Matrix-Vektor Produkt GEMV

In BLAS Level 2 wird mit der GEMV-Operation (general matrix vector product)

\[y \leftarrow \beta y + \alpha A x,\quad A \in \mathbb{M}^{m \times n},\; x \in \mathbb{M}^{n},\; y \in \mathbb{M}^{m}\quad\text{und}\quad\alpha,\; \beta \in \mathbb{M}\]

das Matrix-Vektor Produkt für eine General-Matrix \(A\) definiert. Wir stellen zwei algorithmische Varianten vor, die anschliessend implementiert werden sollen.

Col-Major-Variante für GEMV

Die \(m \times n\) Matrix \(A\) wird mit

\[A = \left(a_1, \dots, a_n \right)\]

spaltenweise betrachtet. Für eine konsitente Partitionierung des Produktes wird entsprechend \(x\) komponentenweise als

\[x = \left( \begin{array}{c} x_1 \\ \vdots \\ x_n \end{array} \right)\]

betrachtet. Die Berechnung soll durch

\[\begin{array}{lcl}y &\leftarrow& \beta y \\y &\leftarrow& y + \alpha\, a_1\, x_1\\ &\vdots & \\y &\leftarrow& y + \alpha\,a_n\, x_n\\\end{array}\]

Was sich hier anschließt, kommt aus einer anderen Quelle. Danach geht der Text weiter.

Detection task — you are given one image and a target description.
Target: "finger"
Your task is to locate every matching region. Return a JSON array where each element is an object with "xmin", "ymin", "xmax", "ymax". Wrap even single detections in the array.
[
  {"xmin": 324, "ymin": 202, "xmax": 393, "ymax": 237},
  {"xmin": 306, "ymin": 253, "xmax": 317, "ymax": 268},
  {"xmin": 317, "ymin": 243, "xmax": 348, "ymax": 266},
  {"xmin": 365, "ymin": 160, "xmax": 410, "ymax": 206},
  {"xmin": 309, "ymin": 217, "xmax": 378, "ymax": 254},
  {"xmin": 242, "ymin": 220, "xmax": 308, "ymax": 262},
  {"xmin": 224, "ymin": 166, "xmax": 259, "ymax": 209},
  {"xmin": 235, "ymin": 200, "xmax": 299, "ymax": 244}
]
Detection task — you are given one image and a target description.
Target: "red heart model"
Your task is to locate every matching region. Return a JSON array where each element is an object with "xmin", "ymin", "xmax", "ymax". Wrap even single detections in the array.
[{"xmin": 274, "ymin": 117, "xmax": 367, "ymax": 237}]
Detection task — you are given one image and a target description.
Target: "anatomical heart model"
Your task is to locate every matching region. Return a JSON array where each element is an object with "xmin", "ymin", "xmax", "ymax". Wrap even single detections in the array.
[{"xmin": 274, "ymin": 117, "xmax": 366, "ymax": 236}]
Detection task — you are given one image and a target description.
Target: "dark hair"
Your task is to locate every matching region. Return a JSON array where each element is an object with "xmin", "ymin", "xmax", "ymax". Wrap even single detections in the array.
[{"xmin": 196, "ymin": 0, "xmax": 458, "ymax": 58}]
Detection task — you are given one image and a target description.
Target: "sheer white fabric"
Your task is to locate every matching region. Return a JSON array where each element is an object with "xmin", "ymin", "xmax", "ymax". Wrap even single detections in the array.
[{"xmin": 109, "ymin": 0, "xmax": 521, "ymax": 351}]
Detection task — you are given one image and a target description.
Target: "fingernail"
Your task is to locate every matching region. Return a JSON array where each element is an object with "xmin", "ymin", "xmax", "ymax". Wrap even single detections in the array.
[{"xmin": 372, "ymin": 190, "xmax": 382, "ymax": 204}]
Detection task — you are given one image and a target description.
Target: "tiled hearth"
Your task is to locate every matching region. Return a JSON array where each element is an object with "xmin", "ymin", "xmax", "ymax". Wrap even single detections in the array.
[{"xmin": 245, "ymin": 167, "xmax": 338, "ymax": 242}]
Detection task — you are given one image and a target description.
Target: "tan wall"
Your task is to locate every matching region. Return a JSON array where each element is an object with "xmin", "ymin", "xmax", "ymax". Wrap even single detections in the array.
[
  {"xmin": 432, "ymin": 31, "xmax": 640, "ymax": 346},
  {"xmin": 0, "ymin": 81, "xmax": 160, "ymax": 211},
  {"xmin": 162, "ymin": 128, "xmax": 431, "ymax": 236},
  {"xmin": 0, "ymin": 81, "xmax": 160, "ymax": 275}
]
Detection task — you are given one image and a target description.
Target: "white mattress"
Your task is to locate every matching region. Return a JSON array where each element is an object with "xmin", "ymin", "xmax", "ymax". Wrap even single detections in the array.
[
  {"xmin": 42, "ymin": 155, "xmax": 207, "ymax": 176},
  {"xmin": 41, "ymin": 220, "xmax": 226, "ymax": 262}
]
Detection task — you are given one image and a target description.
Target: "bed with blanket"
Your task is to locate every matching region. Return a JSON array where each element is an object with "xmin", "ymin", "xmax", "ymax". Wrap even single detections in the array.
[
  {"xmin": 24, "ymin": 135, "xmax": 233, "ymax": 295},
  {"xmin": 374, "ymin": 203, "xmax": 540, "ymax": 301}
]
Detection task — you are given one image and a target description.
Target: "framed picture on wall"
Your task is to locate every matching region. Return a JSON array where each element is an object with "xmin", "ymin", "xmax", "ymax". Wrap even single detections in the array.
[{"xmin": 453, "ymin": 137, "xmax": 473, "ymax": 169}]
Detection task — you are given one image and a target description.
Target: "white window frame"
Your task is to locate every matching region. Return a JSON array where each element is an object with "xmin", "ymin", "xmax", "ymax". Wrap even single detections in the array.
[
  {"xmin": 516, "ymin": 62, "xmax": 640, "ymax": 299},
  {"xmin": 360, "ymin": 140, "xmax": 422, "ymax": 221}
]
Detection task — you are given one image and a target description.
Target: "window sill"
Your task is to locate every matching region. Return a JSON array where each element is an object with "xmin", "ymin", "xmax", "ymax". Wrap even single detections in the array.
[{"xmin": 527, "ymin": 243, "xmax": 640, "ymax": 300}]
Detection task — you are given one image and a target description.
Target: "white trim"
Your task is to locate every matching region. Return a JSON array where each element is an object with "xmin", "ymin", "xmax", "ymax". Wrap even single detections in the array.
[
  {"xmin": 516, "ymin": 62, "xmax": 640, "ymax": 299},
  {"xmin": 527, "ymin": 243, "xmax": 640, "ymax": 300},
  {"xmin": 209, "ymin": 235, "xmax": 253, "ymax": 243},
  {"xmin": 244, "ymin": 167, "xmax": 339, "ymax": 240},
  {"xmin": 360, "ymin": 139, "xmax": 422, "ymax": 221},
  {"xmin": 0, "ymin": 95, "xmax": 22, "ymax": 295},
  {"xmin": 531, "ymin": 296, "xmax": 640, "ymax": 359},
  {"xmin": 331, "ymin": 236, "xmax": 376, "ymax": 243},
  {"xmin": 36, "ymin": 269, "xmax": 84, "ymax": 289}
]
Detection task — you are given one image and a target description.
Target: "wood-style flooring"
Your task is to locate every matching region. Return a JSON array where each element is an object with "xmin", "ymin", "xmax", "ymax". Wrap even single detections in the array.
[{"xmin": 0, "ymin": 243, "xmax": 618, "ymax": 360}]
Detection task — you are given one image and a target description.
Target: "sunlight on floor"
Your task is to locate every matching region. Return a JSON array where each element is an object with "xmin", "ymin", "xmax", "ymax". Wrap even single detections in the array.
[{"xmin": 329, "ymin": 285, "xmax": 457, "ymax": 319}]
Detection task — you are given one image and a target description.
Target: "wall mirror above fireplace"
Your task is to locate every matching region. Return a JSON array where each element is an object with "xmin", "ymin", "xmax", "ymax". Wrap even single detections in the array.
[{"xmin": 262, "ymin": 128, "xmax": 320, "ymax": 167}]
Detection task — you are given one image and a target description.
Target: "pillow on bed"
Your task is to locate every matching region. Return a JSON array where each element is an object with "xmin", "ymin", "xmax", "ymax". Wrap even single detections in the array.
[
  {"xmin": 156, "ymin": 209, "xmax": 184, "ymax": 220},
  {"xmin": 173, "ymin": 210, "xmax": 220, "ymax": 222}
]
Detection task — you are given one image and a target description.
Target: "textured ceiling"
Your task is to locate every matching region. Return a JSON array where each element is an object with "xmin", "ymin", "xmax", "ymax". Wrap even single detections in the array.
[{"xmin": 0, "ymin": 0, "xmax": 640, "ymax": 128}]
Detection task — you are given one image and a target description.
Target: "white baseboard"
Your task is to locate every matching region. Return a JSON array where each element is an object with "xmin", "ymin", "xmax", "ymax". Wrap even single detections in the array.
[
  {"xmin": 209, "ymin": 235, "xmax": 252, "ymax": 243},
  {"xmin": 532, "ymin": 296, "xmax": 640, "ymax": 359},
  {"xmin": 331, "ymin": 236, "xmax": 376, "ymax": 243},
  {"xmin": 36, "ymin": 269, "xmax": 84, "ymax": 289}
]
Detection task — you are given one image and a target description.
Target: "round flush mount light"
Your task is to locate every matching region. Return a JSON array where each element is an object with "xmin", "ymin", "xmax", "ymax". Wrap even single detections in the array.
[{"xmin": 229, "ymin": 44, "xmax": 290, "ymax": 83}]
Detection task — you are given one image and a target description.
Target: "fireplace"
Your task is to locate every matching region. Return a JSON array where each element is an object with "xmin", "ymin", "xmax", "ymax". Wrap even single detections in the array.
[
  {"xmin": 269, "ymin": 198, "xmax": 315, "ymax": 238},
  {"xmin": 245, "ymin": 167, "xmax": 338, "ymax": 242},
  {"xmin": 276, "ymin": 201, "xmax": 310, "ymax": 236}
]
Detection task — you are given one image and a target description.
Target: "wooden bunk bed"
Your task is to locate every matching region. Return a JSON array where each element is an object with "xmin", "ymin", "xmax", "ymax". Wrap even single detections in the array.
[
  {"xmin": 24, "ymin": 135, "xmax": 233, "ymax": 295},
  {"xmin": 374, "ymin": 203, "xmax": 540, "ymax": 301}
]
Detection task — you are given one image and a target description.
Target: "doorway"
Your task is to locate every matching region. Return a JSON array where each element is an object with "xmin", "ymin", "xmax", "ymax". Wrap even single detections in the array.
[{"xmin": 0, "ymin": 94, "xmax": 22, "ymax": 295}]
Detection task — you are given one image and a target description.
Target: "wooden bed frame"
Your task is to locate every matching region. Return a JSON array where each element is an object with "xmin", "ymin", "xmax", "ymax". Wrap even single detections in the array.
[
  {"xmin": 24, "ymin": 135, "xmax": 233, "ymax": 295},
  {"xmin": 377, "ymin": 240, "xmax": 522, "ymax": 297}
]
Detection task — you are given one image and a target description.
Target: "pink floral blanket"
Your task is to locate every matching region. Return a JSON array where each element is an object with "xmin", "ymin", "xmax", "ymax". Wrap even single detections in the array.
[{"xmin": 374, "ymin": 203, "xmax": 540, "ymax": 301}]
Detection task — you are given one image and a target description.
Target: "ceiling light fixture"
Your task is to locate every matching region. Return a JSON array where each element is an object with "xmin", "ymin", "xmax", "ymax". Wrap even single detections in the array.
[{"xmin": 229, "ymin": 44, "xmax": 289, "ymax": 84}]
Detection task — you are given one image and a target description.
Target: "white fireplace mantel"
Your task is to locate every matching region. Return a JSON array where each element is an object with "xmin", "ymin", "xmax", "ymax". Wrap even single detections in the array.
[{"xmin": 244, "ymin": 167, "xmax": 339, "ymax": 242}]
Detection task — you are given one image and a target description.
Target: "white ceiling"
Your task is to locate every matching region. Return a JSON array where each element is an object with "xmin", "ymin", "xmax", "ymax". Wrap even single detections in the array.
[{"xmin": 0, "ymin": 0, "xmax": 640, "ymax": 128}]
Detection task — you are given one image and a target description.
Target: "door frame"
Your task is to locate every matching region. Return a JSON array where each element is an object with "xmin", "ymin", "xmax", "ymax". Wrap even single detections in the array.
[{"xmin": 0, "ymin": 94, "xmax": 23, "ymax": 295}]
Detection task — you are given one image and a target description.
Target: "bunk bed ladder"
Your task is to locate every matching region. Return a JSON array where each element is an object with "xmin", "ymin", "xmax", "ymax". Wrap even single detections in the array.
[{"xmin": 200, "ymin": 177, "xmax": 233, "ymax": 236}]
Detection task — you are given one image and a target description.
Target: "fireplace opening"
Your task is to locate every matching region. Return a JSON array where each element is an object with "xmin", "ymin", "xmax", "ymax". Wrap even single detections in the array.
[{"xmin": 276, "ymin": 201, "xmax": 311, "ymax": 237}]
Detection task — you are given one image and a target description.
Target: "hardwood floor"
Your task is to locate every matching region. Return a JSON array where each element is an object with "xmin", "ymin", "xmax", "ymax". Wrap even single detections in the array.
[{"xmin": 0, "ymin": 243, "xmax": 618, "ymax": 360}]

erfolgen. Dazu sollen die BLAS-Level 1 Funktionen für die SCAL und AXPY Operationen benutzt werden.

Als Signatur ist

void
dgemv_col(int m, int n, double alpha,
          const double *A, int incRowA, int incColA,
          const double *x, int incX,
          double beta,
          double *y, int incY);

zu verwenden.

Row-Major-Variante für GEMV

Die \(m \times n\) Matrix \(A\) wird mit

\[A = \left( \begin{array}{c} a_1^T \\ \vdots \\ a_m^T \end{array} \right)\]

zeilenweise betrachtet. Für eine konsitente Partitionierung des Produktes wird entsprechend \(y\) komponentenweise als

\[y = \left( \begin{array}{c} y_1 \\ \vdots \\ y_m \end{array} \right)\]

betrachtet. Die Berechnung soll durch

\[\begin{array}{lcl}y_1 &\leftarrow& \beta\, y_1 + \alpha\,a_1^T\, x \\ &\vdots & \\y_m &\leftarrow& \beta\, y_m + \alpha\,a_m^T\, x \\\end{array}\]

erfolgen. Dazu soll die BLAS-Level 1 Funktion DOT für das Skalarprodukt verwendet werden.

Als Signatur ist

void
dgemv_row(int m, int n, double alpha,
          const double *A, int incRowA, int incColA,
          const double *x, int incX,
          double beta,
          double *y, int incY);

zu verwenden.

Test nach Augenmaß

Testet eure Implementation zunächst an einfachen Beispielen, die man einfach nachrechnen kann. Ein etwas rigoroserer Test erfolgt dann bei den Benchmarks. Ihr könnt nachstehendes Grundgerüst verwenden. Natürlich könnt ihr die BLAS Level 1 Funktionen und Prozeduren (ddot, dscal,...) durch eure eigenen Implementierungen ersetzen.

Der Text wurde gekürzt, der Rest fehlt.